Biden is forcing terrorism victims to fight each other
President Biden’s February executive order on $7 billion in frozen Afghan funds, in which half will be used for humanitarian purposes and the other half for American victims of terror, seems at first glance to be a straightforward, benevolent policy.
But peel back a layer or two and you quickly find an ugly and embarrassing legal drama unfolding.
There is no doubt the question of the Afghan funds is a complicated one, involving a complex web of war, government collapse and a hostile foreign adversary responsible for multiple terrorist attacks. In fact, such a situation is unprecedented in American history.
The solution lies with the U.S. Victims of State Sponsored Terrorism Fund, which was created by Congress in 2015 to handle complicated questions of statecraft such as this.
The creation of the fund raised an ugly question: How should courts handle the distribution of limited funds to thousands of equally deserving victims? The answer: they shouldn’t.
Instead, the money would be administered by the Department of Justice, which would then distribute the money to all eligible victims on an equitable basis. There would be no fighting. No victims against victims.
And no legal authorities are put in the uncomfortable position of deciding which victims deserve to collect on their judgments, no weighing one victim’s suffering against anothers.
It was a fair, equitable solution with the broad support of the victim community, serving both 9/11 victims and non-9/11 victims. The fund has bipartisan support in Congress.
The fund means a lot to me, because I am a part of the community it is designed to help.

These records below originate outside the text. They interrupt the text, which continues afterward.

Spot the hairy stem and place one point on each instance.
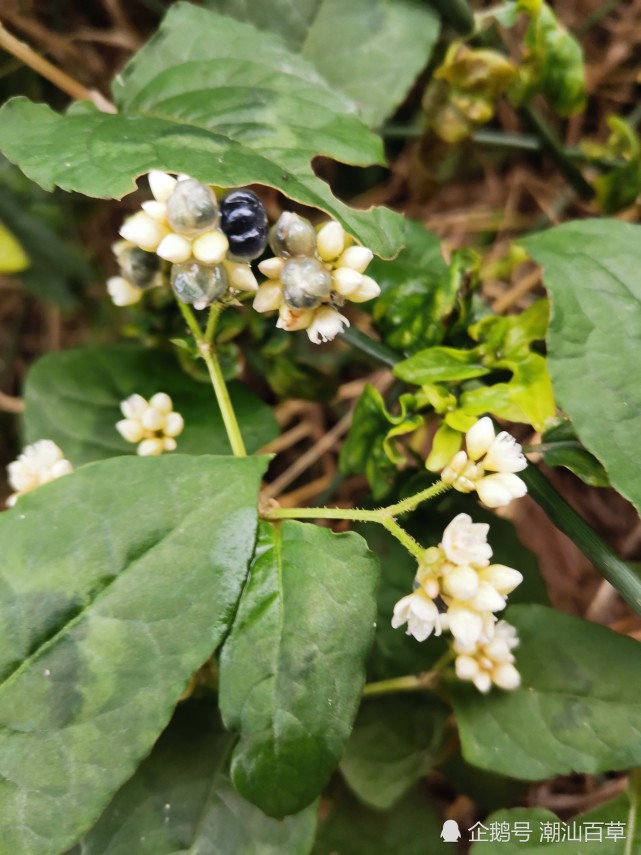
(207, 351)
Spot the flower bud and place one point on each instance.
(161, 185)
(175, 248)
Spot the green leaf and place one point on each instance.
(292, 668)
(371, 50)
(215, 98)
(562, 448)
(578, 709)
(417, 292)
(119, 581)
(41, 223)
(181, 799)
(73, 397)
(441, 364)
(590, 269)
(395, 742)
(610, 820)
(413, 827)
(364, 449)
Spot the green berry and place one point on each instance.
(192, 208)
(198, 284)
(292, 236)
(305, 283)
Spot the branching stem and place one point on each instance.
(205, 342)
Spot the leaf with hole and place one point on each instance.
(215, 98)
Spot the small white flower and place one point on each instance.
(466, 624)
(326, 325)
(152, 425)
(174, 248)
(419, 613)
(269, 296)
(465, 542)
(39, 463)
(504, 579)
(210, 247)
(500, 455)
(143, 231)
(461, 583)
(498, 490)
(489, 661)
(123, 293)
(161, 185)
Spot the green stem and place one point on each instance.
(617, 572)
(410, 682)
(404, 538)
(206, 348)
(356, 514)
(411, 503)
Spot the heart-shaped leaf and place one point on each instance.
(181, 800)
(215, 98)
(119, 581)
(73, 397)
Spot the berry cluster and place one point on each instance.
(204, 246)
(311, 275)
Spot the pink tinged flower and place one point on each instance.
(498, 490)
(326, 325)
(419, 613)
(465, 542)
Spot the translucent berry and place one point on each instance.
(192, 208)
(138, 267)
(244, 220)
(292, 235)
(198, 284)
(305, 282)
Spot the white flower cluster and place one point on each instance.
(311, 276)
(38, 464)
(458, 575)
(488, 465)
(180, 226)
(152, 425)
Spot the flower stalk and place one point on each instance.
(207, 350)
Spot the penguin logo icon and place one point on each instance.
(450, 832)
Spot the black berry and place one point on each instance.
(243, 219)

I was a Naval Intelligence Specialist stationed in Lebanon when Hezbollah attacked the U.S. Embassy in Beirut in 1983 with a devastating car bomb. The attack left me wounded, traumatized and scarred – the sleepless nights, constant fear and resulting trauma has haunted me ever since and impacted much of my life, including my career.

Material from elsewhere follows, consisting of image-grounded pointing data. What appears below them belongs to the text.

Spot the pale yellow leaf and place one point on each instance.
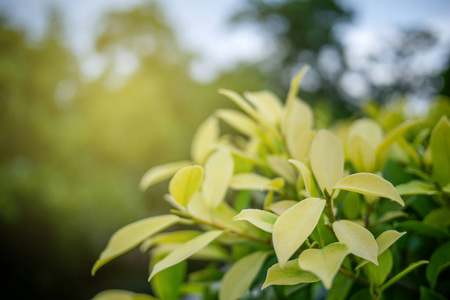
(241, 275)
(185, 251)
(290, 275)
(204, 140)
(161, 173)
(325, 262)
(132, 235)
(260, 218)
(369, 184)
(360, 240)
(185, 183)
(327, 159)
(294, 226)
(218, 172)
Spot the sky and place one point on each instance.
(202, 27)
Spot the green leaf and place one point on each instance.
(416, 187)
(204, 139)
(132, 235)
(238, 121)
(281, 206)
(241, 275)
(378, 274)
(327, 159)
(290, 275)
(185, 251)
(218, 172)
(185, 183)
(440, 217)
(360, 240)
(121, 295)
(294, 226)
(440, 259)
(369, 184)
(260, 218)
(161, 173)
(325, 262)
(397, 277)
(308, 179)
(440, 151)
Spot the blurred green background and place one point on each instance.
(78, 128)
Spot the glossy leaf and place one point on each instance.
(241, 275)
(369, 184)
(204, 139)
(325, 262)
(327, 159)
(294, 226)
(218, 172)
(132, 235)
(360, 240)
(161, 173)
(290, 275)
(185, 183)
(260, 218)
(185, 251)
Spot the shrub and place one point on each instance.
(283, 211)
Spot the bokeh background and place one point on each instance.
(94, 93)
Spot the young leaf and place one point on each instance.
(290, 275)
(440, 260)
(440, 151)
(121, 295)
(185, 183)
(294, 226)
(161, 173)
(260, 218)
(369, 184)
(218, 172)
(241, 275)
(325, 262)
(360, 240)
(327, 159)
(185, 251)
(308, 179)
(131, 235)
(281, 206)
(203, 140)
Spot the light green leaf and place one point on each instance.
(260, 218)
(308, 179)
(238, 121)
(360, 240)
(378, 274)
(185, 183)
(204, 139)
(281, 206)
(185, 251)
(218, 172)
(325, 262)
(440, 151)
(416, 187)
(327, 159)
(440, 216)
(290, 275)
(250, 181)
(282, 167)
(241, 275)
(121, 295)
(132, 235)
(294, 226)
(440, 260)
(369, 184)
(161, 173)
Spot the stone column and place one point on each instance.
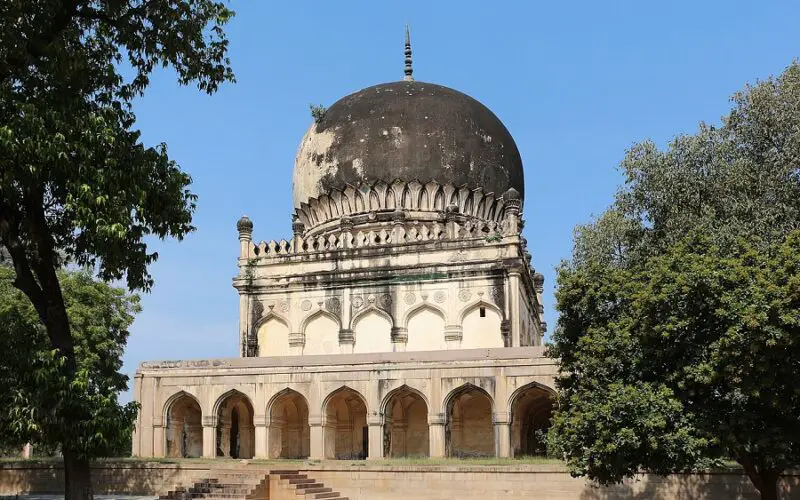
(296, 343)
(450, 226)
(158, 438)
(347, 341)
(436, 435)
(398, 232)
(317, 451)
(297, 233)
(375, 450)
(453, 335)
(399, 338)
(516, 321)
(502, 434)
(209, 437)
(261, 436)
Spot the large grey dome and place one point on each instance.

My suffering linked me to a community of American victims of terrorism.
Over the years, that community – including those victimized at the Khobar Towers bombing in Saudi Arabia, the bombing of the USS Cole in Yemen, the attack on the U.S. Marine barracks in Lebanon and the bombings of the U.S. Embassies in Tanzania, Kenya and Lebanon – have engaged Congressional and other leaders to personally advocate for the justice we deserve.
The fund has disbursed about $3.3 billion to roughly 13,000 victims and families since its creation in 2015.

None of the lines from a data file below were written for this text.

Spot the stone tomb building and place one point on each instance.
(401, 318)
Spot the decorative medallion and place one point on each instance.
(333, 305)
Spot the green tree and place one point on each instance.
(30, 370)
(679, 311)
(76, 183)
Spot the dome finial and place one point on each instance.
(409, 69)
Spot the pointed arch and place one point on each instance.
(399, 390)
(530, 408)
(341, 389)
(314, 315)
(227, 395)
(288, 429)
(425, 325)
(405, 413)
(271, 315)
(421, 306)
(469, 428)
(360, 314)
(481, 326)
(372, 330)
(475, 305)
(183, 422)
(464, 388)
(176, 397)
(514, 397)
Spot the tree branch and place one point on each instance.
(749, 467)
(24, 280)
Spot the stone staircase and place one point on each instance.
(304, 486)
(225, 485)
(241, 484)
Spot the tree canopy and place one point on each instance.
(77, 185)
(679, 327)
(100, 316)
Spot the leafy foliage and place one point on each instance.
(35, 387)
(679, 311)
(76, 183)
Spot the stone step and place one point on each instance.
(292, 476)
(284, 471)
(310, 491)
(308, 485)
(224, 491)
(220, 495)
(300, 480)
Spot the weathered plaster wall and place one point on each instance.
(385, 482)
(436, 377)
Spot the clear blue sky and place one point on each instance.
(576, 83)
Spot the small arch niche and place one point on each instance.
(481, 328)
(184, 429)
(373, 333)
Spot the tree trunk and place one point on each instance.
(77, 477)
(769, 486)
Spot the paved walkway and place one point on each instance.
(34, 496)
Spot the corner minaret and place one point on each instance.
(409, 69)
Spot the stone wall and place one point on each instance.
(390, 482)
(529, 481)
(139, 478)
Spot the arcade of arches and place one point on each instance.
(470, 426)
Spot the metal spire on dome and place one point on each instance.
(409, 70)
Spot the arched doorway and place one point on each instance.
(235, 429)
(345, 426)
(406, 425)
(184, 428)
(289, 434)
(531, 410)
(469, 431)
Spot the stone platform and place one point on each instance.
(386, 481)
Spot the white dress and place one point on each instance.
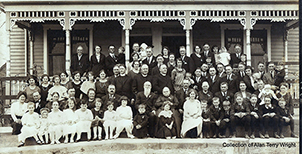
(86, 85)
(44, 124)
(30, 124)
(84, 120)
(109, 118)
(225, 58)
(55, 120)
(70, 119)
(124, 112)
(191, 108)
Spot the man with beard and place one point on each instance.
(111, 96)
(39, 104)
(140, 79)
(162, 80)
(148, 98)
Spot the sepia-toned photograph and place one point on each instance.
(149, 76)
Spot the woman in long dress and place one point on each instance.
(192, 120)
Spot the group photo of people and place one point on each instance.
(213, 93)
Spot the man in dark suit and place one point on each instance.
(182, 94)
(39, 104)
(111, 96)
(185, 59)
(207, 53)
(148, 98)
(123, 83)
(255, 116)
(162, 80)
(231, 79)
(159, 61)
(97, 61)
(224, 94)
(240, 115)
(261, 69)
(220, 70)
(150, 59)
(241, 71)
(270, 76)
(269, 115)
(204, 93)
(198, 79)
(140, 79)
(79, 62)
(111, 60)
(213, 80)
(235, 57)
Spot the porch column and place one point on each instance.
(68, 52)
(286, 50)
(188, 48)
(31, 50)
(127, 47)
(248, 46)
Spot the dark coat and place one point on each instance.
(123, 86)
(81, 65)
(160, 81)
(96, 66)
(110, 63)
(138, 82)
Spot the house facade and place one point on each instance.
(44, 34)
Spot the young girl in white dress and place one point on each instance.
(84, 120)
(109, 120)
(55, 119)
(30, 122)
(124, 118)
(44, 124)
(70, 120)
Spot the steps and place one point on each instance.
(129, 146)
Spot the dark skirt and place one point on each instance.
(16, 126)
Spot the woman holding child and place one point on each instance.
(192, 120)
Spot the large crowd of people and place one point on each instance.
(206, 95)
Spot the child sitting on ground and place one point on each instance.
(43, 129)
(97, 122)
(140, 122)
(70, 120)
(109, 120)
(55, 119)
(266, 91)
(166, 124)
(30, 124)
(84, 120)
(124, 118)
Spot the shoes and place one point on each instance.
(261, 136)
(131, 136)
(252, 136)
(294, 135)
(276, 135)
(39, 142)
(21, 144)
(266, 135)
(247, 136)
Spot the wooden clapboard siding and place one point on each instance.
(17, 50)
(107, 33)
(38, 48)
(205, 31)
(277, 45)
(293, 49)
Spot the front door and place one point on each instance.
(56, 51)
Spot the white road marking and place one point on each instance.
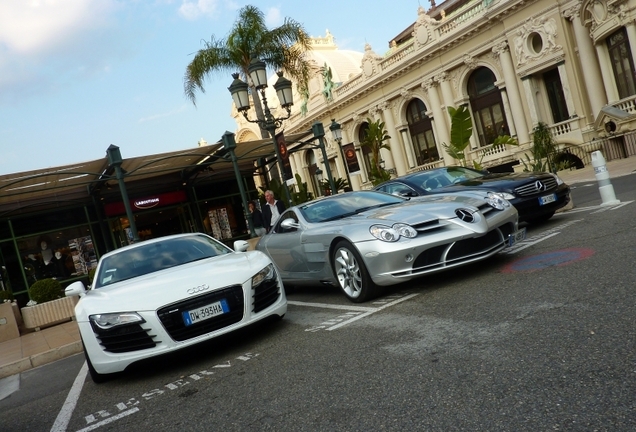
(64, 416)
(109, 420)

You can imagine our dismay that
President Biden bypassed this system and the drama that has unfolded as a result. Victims are fighting victims in court, resulting in unnecessary legal conflicts between those who have sacrificed for their country. And it gets even worse, as trial lawyers and insurance companies stand to benefit at the detriment of victims and their families who lost their lives or were horribly injured.
Under the fund, legal fees are capped, and only personal injury claims are eligible. That is not the case in court.
A new executive order – or congressional legislation with the same effect – directing the money into the fund, can stop this ugliness at once.
All it will take is political will and courage.